CAPITOLO VIII

Semplicemente umani

Considerate la vostra semenza:fatti non foste a viver come bruti,ma per seguir virtute e canoscenza.1


Lo sviluppo esponenziale delle tecnologie ha permesso all’uomo di espandere il suo raggio di azione ben oltre i suoi confini naturali, facendo saltare tutti i meccanismi di retroazione che potevano contenere questa espansione entro limiti sostenibili, e nello stesso tempo creando barriere che hanno reso sempre più difficile la connessione fra gli individui, fra le creature viventi, fra noi e il nostro habitat.


A fronte di un sempre maggiore potenziale di comunicazione fra noi e di una sempre crescente capacità di controllo delle forze naturali, il nostro approccio è rimasto sostanzialmente quello dell’uomo del paleolitico, che doveva sopravvivere in un ambiente difficile e confrontarsi con popolazioni ostili, condizioni climatiche avverse e animali selvaggi. Abbiamo coltivato il nostro sistema di attacco o fuga, e continuato a generare guerrieri e predatori anche quando la carestia era terminata, e avremmo avuto ben più bisogno di costruttori, pacificatori, guaritori, e di un efficace sistema di calma e connessione.


Due anime emergono affiancate nell’umanità: quella dell’empatia e della cooperazione, guidata dalla fiducia e dall’amore, e quella combattiva che è dominata dalla paura della fame e della morte e che prende tutto ciò che può dagli altri, dalla terra, dalle specie viventi, guidata dalla disperazione. Un’anima crea ponti e spalanca le braccia, l’altra erige muri e sguaina spade.


Il sistema di attacco o fuga è cruciale per fronteggiare le emergenze, ma quando diventa un costrutto stabile e pervasivo genera logoramento e autodistruzione. Da troppe generazioni, da troppi secoli i nostri figli vengono educati per lottare. E nell’ultimo secolo, l’applicazione della scienza tecnologica alla fisiologia ci ha spinto oltre, recidendo fra madre e figlio i legami vitali della gravidanza, del parto, dell’allattamento, del sonno condiviso, del contatto continuo, e ha effettuato il più grande esperimento sul campo che l’umanità avesse mai intrapreso: vedere fino a che limite si può spingere la resilienza umana, quanto ci si può discostare dal proprio continuum biologico, sfidare la nostra natura, fino a che punto gli aspetti cruciali del benessere, della salute, dello sviluppo affettivo possono essere messi alla prova e smantellati prima che l’umanità smarrisca se stessa.


Abbiamo inseguito la fantasia onnipotente di un mondo dominato dalla nostra intelligenza e abilità, in cui avremmo controllato e diretto ogni cosa, sostituendoci ai processi naturali per impossessarci delle ricchezze e delle energie dell’universo, in uno sviluppo senza fine che ci avrebbe garantito di non avere mai più fame, freddo, solitudine o paura.

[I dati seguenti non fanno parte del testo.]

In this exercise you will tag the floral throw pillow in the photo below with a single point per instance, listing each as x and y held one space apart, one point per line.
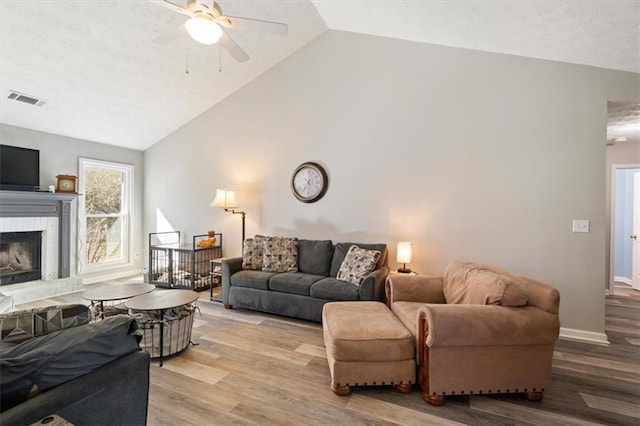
252 252
280 254
357 264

La visione bellicosa del guerriero ci ha fatto leggere ogni processo, esterno o interiore, in termini di minacce da fronteggiare, territori da conquistare, vittorie e potere. L’avere ha prevalso sull ’essere e questo ha creato, senza che ce ne rendessimo conto, una fragilità, una separazione fra noi e tutto ciò che di vitale esiste nel mondo e in noi stessi, impoverendo la nostra esperienza di vita e lasciandoci più vulnerabili e soli.